Meg hasn't blogged for a few days, so I like to think she is enjoying her family and the summer weather, inventing scrumptious recipes, and romping with her dog.



Back to the update.












This is Sue, manager of Monkeyshines Book Store in Calgary, still smiling after our workshop conducted with a group of amazing young writers. Thanks to Sue and Monkeyshines for hosting such a fun event for us!


As you might have noticed from the comic I posted this morning, our next stop was the wonderful Owl's Nest Book Store in the Britannia area of Calgary. We had a small, but enthusiastic crowd and shared wine, fruit and chocolate along with our conversation. Here is a shot of writer and bookseller Judith Duthie, hanging out with Virtual James.














After our marvellous visits with Sue and her staff at Monkeyshines and Mike and Anne and Judith from Owl's Nest Book store in Calgary, we headed north. The next day saw us on the road to Red Deer. Highway 2 is an adventurous experience at the best of times, but we had a particularly memorable drive, with a temperature that suddenly dropped to 6 degrees, lashing rain and Stephen Spielberg clouds, scudding along at different levels of the stratosphere.

"Look at this amazing sky," sez kc, snapping pictures through the open window.

"Why are these truckers driving at 150 kph through this storm?" sez James, tooling along at slightly over the speed limit himself and watching in awe as the semis roared by with their 100 tonne loads.

[kc pauses the narrative here to note that she just typed 100 tonne toads, and was briefly amused by the ensuing mental imagery...]

"What is that white stuff on the side of the road?" sez both kc and James together, in the curious sing-song style they have developed over the course of the tour.

In spite of questions remaining unanswered, they rolled safely into Red Deer and met up with James's long-lost friend Jen, now children's librarian at the main branch in town. Jen and her colleagues treated the authors to a marvellous lunch (thanks, Jen!) and then kc and James had a fantastic time speaking to a whole whack of young (and young-at-heart) writers for the afternoon. (This is Jen with James, both stricken by the sudden appearance of a Mysterious Stranger...)

We then (intrepidly) leapt into the car and hurtled through the wind and rain back down the highway to Cochrane, for a presentation at the Nan Boothby Memorial Library, under the kind eye of Head Librarian Terence Haxton. Terence had set up a cosy collection of chairs around a fire place -- much welcomed by the frozen travellers -- and a lovely evening was had by all.






It was not until a late-night viewing of email that all became clear -- the hail, the dropping temperatures, the speeding trucks...we had been driving through a tornado warning (with the radio off and the music blaring) and while we were unaware of the danger, those trucks and other drivers were clearly trying to get to their destinations ahead of any tornadoes that might appear!

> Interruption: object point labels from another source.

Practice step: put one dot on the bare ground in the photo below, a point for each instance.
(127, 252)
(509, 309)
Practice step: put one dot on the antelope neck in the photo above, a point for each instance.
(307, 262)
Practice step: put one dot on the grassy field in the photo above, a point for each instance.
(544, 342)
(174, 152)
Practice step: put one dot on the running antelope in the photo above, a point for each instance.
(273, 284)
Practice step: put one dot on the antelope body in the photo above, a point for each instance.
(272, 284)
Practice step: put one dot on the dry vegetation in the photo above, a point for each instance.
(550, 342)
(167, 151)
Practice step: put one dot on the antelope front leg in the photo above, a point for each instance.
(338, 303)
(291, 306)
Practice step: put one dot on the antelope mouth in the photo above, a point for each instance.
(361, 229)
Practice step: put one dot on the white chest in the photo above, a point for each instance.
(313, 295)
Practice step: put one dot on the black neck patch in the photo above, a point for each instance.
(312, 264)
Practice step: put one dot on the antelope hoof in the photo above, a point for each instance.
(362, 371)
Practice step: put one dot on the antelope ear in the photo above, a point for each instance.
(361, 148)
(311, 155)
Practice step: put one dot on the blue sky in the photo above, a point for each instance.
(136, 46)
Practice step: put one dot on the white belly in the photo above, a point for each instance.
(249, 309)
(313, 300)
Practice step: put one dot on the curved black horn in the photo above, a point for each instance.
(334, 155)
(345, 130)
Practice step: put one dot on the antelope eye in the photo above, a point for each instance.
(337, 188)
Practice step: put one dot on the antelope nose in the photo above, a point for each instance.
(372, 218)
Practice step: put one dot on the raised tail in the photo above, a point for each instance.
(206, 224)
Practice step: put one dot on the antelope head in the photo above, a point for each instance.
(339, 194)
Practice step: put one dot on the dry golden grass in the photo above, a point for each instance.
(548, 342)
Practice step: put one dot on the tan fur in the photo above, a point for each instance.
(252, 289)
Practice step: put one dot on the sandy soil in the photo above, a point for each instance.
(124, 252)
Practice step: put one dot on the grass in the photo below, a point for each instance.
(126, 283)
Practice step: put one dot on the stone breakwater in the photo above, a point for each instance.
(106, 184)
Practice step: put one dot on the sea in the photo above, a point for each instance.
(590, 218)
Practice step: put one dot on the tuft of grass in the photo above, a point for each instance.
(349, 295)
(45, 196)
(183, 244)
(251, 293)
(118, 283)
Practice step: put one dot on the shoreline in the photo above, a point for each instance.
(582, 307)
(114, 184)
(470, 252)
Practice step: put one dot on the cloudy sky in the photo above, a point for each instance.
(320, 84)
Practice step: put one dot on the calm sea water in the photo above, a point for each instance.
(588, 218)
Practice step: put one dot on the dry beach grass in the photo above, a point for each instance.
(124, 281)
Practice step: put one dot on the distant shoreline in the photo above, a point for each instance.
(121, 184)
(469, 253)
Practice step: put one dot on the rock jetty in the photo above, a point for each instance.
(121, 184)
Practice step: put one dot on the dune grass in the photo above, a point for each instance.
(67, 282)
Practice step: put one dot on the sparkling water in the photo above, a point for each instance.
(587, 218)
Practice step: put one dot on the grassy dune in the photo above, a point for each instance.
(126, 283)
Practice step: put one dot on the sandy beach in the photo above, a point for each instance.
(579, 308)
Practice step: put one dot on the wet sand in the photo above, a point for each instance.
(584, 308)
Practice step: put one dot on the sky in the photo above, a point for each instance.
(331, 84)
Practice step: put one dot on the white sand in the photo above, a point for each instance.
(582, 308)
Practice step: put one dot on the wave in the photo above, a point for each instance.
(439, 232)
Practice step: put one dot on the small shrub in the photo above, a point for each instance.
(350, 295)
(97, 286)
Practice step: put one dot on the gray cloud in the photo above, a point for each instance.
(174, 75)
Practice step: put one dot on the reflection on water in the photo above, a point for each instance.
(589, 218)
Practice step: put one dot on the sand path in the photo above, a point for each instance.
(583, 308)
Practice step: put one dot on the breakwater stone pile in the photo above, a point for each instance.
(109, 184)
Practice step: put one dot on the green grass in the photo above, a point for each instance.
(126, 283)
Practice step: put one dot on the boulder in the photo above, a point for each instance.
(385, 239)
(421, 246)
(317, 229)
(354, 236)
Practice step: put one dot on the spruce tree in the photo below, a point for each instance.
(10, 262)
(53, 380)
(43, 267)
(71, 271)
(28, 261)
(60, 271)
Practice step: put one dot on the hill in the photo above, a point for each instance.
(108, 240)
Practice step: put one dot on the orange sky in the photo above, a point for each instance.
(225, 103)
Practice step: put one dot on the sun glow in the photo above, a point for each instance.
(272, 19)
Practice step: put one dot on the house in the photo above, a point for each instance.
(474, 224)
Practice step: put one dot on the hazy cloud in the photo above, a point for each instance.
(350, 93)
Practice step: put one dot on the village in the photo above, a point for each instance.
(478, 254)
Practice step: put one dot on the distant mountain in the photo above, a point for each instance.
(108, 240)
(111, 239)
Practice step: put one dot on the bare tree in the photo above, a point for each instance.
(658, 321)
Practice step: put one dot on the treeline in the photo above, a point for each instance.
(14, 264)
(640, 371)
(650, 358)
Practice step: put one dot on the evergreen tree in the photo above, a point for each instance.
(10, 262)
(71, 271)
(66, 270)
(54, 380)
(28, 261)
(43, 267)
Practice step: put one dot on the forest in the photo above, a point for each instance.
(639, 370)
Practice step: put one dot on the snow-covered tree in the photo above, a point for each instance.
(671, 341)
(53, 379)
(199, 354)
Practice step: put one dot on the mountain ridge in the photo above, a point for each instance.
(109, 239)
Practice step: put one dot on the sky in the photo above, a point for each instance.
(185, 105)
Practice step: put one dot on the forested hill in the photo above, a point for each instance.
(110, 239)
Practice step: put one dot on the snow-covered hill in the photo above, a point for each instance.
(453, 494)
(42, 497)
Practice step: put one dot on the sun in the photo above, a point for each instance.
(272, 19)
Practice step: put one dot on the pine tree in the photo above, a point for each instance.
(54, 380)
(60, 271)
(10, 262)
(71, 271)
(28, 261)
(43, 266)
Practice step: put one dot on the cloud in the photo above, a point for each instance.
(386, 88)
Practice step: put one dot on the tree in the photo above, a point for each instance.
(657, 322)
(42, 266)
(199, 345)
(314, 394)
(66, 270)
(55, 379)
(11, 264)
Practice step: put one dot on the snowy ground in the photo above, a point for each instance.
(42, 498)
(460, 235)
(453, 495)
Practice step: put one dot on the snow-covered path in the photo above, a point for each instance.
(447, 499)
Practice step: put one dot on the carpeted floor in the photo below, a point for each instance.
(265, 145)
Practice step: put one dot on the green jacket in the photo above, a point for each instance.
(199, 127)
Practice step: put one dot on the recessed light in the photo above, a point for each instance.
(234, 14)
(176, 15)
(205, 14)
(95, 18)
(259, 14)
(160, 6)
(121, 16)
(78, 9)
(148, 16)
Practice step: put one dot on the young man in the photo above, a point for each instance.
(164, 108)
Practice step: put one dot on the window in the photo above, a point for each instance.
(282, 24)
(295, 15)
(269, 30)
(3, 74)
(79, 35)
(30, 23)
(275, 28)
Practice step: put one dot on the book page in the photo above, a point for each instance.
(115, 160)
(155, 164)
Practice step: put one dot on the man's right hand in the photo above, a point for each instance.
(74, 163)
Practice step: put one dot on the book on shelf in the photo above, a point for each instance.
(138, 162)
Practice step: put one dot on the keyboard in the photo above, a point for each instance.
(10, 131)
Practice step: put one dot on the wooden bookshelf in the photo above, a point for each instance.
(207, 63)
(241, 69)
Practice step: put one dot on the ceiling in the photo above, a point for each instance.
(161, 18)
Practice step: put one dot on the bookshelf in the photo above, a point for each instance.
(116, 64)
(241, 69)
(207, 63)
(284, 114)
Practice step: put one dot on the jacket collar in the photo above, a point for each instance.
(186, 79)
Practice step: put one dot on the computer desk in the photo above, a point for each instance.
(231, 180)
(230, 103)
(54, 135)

Deep thanks to Jen and her staff in Red Deer and Terence and his staff in Cochrane for your kind hosting of our events. Again...kindness rears its head. A good way to finish, I think. Tomorrow we plan to avoid tornadoes...

~kc

3 comments:

Tan said...

Who knew that promotional tours were so perilous? I hope you two are getting danger pay!

Anonymous said...

I'm enjoying being on the road with you, from the comfort and SAFETY of my home. A tornado? Gadzooks!

kc dyer said...

Hey -- we live for peril. Peril is our middle name...(actually, it's Alexandra, but it _could_ be Peril, and certainly after that day, it _should_ be!